Arto zuckt nur mit den Schultern weil er es ebenso wenig versteht wie ich. Eine Weile sagt keiner von uns etwas, dann frage ich ihn nervös: "Wollen wir diese Möglichkeit ausprobieren?" Er wirkt jetzt wirklich interessiert aber ahnungslos. "Wie?" Ich zucke mit den Schultern und sehe auf den Boden vor mir. Nervös knete ich meine Hände, doch wenn ich es heute nicht versuche, dann vielleicht nie mehr, denn keiner von uns weiß, was der nächste Tag bringen wird und ich will es endlich wissen. "Mit einem Kuss? Hast du schon mal jemanden geküsst?" Arto hat große Augen bekommen und starrt mich jetzt an. "Nein, du?" - "Auch nicht."
Unsicher, was wir als nächstes tun sollen sitzen wir nah nebeneinander bis Arto meine Hand nimmt. Unsere Köpfe neigen sich einander zu bis unsere Schläfen sich berühren.

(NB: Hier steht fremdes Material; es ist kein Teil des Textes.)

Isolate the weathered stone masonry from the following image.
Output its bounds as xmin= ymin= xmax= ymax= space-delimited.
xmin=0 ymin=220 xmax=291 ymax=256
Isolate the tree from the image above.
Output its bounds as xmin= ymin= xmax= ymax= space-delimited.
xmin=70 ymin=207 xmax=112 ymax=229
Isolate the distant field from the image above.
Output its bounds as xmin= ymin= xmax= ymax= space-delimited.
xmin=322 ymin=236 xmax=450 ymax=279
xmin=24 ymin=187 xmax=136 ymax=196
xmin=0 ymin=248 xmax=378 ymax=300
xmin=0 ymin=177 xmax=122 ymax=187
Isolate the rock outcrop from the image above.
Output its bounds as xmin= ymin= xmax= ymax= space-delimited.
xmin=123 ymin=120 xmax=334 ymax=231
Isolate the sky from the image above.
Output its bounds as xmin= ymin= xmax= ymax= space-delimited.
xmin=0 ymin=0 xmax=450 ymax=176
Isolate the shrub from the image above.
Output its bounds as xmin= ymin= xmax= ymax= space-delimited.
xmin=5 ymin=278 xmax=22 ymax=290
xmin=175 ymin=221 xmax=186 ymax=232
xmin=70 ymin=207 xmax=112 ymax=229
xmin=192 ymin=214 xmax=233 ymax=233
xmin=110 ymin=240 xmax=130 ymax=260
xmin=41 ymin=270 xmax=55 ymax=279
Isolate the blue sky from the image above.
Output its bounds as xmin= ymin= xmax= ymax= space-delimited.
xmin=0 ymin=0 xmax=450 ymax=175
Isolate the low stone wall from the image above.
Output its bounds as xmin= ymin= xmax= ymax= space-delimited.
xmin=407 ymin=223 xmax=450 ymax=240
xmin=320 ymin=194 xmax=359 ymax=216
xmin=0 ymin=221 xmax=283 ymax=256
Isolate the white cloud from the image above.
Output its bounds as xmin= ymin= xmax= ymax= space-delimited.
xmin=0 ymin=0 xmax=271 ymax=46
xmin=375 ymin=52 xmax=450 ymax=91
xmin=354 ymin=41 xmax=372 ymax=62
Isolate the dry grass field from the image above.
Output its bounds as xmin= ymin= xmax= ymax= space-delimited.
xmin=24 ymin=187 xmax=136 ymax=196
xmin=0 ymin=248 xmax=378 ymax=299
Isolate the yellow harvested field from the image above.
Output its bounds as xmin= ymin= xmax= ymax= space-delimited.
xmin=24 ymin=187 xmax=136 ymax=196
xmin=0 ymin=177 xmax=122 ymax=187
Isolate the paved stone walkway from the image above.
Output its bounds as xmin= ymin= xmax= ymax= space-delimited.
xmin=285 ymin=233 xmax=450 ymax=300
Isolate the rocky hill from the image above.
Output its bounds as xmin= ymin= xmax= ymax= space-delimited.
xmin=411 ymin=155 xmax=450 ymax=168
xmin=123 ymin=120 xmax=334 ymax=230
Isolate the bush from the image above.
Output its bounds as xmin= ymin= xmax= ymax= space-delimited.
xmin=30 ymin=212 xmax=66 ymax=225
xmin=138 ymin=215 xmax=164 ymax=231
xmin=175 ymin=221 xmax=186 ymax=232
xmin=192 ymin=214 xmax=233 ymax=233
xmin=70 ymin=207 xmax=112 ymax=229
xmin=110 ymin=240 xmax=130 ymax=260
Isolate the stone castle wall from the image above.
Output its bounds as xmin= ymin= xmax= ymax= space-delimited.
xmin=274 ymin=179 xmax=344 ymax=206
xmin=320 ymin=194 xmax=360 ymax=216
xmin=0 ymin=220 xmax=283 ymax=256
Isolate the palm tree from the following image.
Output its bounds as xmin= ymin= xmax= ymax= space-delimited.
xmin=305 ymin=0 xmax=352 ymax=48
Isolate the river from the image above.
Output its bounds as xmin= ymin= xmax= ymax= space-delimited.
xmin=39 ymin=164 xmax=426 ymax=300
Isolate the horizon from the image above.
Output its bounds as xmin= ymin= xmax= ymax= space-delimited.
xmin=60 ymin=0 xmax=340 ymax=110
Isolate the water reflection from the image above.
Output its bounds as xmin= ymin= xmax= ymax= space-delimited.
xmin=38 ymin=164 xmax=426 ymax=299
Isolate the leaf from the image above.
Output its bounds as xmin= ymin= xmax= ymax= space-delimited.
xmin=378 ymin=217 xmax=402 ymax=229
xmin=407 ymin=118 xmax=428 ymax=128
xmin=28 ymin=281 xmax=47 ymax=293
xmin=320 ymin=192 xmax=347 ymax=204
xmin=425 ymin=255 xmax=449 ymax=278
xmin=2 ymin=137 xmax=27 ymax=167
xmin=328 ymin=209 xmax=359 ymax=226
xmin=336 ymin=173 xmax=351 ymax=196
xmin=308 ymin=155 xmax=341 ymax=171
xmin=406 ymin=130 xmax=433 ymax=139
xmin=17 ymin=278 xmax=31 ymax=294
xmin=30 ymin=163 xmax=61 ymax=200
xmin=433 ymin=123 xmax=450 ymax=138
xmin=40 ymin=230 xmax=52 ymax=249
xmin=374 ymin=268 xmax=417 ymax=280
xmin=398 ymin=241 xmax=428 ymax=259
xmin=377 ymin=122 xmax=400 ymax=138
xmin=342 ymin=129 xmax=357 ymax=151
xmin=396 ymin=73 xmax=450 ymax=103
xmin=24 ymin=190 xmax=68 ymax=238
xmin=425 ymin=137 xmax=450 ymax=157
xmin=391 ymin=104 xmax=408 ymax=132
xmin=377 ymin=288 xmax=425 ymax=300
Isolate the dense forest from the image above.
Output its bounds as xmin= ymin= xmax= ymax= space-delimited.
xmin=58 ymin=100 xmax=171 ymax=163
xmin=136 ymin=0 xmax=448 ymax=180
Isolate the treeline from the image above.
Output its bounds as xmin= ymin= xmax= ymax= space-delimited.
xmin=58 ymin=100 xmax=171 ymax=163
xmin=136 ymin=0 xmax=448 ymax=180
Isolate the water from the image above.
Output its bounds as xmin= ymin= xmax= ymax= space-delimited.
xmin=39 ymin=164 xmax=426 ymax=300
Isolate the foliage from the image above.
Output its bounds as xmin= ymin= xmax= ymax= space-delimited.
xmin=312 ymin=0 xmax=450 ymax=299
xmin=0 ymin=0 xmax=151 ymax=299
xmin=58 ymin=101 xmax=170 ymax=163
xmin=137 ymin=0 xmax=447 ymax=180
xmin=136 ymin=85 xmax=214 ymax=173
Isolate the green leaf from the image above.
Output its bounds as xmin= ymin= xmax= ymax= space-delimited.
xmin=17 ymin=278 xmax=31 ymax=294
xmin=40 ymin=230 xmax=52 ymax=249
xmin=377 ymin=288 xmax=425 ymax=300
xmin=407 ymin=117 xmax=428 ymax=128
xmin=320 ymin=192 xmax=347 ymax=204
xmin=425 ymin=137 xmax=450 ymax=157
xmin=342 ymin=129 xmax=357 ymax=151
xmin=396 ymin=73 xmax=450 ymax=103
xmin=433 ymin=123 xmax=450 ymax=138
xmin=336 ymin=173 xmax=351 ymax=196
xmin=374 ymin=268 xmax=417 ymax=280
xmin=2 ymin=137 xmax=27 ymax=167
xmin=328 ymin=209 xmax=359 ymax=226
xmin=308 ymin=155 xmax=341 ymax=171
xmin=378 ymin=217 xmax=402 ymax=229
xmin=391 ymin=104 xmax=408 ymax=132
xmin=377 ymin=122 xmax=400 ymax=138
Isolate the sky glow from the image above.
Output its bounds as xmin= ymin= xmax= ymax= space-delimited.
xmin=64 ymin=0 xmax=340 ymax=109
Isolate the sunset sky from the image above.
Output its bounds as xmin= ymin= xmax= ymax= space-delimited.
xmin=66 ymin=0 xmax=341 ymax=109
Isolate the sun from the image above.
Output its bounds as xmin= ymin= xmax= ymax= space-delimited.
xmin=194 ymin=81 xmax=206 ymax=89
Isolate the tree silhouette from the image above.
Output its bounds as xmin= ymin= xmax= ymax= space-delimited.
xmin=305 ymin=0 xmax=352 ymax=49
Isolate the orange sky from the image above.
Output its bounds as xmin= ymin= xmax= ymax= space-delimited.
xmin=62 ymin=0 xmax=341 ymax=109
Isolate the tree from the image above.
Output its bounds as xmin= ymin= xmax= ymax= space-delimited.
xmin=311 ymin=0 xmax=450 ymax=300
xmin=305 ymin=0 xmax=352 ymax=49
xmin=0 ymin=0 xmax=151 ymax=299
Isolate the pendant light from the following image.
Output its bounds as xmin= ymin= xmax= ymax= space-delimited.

Er drückt meine Hand um mich zu ermutigen und wir drehen unsere Köpfe, bis wir uns an der Stirn berühren. Wir bewegen uns langsam während unsere funkelnden Augen einander fixieren. Dann berühren sich unsere Lippen und ich spüre, wie irgendetwas tief in mir davon berührt wird. Es fühlt sich an als ob Arto gerade in meinem Herz eingezogen ist und sich dort nieder gelassen hat. Er ist jetzt ein Teil von mir.
Dann werden wir plötzlich beide ergriffen und auseinander gerissen und ein Mann schreit Arto an und fragt ihn, was er da tut. Ich erstarre als ich eine andere, eisige, drohende Stimme höre. "Wie kannst du es wagen ?" Vater!